AI, Biotech, and Longevity

Generative protein design (RFdiffusion, Chroma, ESM3), CRISPR base and prime editing, AI-guided cellular engineering (Mammoth, Beam, Verve), and machine-learning-assisted directed evolution are transforming what biology can engineer.

Isomorphic Labs (Alphabet), Insilico Medicine, Recursion, Exscientia, and Genesis Therapeutics have moved AI-designed therapeutics into the clinic.

Hallmarks-of-aging frameworks (López-Otín et al. 2013, updated 2023), partial reprogramming (Ocampo, Belmonte, Altos Labs), senolytics, metformin (TAME trial), and rapamycin-class molecules are subjects of active human trials.

None yet extend healthspan in healthy humans, though biomarker improvements are routinely reported.

Altos Labs (>$3B funded), Calico (Alphabet), Retro Biosciences (OpenAI-backed), Loyal (dogs), Genentech, and dozens of biotech startups are pursuing aging biology with AI-heavy methods.

Reprogramming, parabiosis-inspired plasma therapy, and senolytic strategies compete for primacy.

Expect meaningful but incremental healthspan gains over 10–20 years. Radical life extension remains speculative; healthy longevity is plausible and increasingly well-funded.
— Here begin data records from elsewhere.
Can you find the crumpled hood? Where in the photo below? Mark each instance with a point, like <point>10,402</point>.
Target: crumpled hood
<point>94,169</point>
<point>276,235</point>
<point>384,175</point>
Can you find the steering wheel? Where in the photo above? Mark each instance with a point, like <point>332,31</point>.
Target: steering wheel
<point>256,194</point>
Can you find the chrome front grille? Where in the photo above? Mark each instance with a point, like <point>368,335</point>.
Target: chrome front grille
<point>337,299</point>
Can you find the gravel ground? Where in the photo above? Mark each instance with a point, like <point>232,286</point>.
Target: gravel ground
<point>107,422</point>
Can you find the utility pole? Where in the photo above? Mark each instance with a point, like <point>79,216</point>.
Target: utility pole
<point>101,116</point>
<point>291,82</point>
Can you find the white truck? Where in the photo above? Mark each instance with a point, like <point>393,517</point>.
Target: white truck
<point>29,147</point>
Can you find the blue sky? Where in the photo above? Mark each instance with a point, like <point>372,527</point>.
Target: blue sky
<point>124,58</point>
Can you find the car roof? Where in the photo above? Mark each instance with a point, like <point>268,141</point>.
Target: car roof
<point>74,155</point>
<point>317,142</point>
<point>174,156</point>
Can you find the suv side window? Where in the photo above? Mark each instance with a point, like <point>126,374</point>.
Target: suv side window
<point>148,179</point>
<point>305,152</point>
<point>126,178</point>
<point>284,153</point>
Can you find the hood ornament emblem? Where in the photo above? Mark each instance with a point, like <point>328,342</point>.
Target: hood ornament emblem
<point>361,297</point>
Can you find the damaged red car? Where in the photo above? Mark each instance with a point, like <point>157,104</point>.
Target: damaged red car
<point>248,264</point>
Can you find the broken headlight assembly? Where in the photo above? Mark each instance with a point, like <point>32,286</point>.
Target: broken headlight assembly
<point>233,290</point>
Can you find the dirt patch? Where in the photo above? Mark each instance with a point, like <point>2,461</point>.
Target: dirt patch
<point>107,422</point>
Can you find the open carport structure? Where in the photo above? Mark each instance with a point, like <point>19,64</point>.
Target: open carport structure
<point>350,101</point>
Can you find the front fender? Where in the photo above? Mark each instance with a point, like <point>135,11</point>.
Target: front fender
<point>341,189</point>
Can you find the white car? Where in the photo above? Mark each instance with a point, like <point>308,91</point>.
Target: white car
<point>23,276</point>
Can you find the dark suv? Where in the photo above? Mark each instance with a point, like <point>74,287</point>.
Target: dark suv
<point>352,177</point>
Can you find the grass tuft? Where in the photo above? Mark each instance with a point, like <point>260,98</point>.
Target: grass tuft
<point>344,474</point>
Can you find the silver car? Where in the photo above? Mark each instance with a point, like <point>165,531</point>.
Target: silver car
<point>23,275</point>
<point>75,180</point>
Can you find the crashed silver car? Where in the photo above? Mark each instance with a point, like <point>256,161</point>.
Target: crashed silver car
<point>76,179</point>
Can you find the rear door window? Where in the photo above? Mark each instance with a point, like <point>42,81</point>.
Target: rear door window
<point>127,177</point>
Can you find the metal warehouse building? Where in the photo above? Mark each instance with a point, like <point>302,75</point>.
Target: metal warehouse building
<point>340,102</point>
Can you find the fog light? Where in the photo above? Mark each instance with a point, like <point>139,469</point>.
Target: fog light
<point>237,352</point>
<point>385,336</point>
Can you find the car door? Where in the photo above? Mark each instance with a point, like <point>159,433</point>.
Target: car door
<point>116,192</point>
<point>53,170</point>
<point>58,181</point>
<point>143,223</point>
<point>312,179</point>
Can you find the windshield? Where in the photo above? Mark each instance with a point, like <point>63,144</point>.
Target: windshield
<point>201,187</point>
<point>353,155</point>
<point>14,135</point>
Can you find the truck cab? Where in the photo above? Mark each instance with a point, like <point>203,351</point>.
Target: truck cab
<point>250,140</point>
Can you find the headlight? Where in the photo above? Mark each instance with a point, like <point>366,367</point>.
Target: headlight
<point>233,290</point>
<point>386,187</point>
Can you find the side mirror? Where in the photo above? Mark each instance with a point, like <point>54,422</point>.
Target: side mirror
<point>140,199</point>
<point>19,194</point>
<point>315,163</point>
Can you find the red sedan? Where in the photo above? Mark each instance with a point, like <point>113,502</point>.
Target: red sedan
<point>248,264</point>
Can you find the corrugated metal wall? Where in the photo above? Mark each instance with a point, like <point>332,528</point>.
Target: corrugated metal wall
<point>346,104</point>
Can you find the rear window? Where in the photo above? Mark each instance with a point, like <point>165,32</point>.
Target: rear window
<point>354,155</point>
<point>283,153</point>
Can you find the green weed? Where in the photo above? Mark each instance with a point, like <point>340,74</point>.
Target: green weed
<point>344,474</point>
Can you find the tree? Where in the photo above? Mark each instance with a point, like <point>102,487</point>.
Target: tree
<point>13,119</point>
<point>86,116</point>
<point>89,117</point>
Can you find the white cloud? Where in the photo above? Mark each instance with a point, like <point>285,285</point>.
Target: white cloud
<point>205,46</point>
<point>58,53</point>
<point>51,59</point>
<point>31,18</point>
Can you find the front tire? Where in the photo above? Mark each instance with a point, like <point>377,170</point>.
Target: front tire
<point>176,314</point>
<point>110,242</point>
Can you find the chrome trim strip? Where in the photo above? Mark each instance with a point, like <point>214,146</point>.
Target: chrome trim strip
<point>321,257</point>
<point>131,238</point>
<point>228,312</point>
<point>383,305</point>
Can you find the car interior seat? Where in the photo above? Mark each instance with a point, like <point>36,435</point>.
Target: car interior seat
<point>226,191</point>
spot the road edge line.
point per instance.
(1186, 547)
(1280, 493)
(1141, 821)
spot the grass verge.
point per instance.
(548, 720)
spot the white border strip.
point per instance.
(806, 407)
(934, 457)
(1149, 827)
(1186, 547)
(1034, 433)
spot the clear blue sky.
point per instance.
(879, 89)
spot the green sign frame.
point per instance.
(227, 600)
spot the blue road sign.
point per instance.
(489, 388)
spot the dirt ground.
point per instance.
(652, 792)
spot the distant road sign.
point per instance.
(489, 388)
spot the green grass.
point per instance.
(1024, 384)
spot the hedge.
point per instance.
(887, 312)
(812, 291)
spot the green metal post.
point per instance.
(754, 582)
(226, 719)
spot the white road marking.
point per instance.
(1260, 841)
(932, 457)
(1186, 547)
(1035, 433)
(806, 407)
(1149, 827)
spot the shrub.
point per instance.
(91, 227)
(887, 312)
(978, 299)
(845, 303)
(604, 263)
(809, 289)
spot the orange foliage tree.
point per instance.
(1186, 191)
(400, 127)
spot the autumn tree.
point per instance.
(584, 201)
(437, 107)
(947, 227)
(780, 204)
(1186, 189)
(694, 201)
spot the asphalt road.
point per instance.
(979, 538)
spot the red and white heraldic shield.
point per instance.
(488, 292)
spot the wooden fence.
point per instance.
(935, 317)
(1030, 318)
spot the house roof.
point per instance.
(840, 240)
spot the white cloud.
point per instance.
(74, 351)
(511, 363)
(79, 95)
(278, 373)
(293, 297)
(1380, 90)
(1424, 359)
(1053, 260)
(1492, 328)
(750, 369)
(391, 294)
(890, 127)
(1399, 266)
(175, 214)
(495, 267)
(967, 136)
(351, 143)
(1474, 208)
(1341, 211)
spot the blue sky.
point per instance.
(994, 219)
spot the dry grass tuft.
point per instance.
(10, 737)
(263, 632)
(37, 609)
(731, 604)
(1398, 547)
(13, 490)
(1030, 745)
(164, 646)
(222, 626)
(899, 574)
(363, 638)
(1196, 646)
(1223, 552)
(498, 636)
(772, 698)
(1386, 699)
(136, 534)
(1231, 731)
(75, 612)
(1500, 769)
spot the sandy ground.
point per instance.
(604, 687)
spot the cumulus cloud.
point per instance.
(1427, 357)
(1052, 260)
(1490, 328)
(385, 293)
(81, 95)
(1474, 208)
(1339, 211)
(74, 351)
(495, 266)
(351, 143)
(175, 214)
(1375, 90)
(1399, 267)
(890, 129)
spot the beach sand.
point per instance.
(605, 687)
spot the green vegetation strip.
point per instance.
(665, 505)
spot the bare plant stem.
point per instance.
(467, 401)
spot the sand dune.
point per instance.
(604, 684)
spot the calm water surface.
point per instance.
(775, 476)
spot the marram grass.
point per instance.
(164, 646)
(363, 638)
Public health, vaccination, and chronic-disease management likely add more decades of healthy life in the near term than any single anti-aging molecule.

If healthspan-extending therapies become expensive, they will widen lifespan inequality before they narrow it. The pricing and access debate echoes early HIV antiretrovirals.

Gene-editing of embryos (He Jiankui case, 2018) remains globally condemned; somatic editing in adults is the live ethical frontier.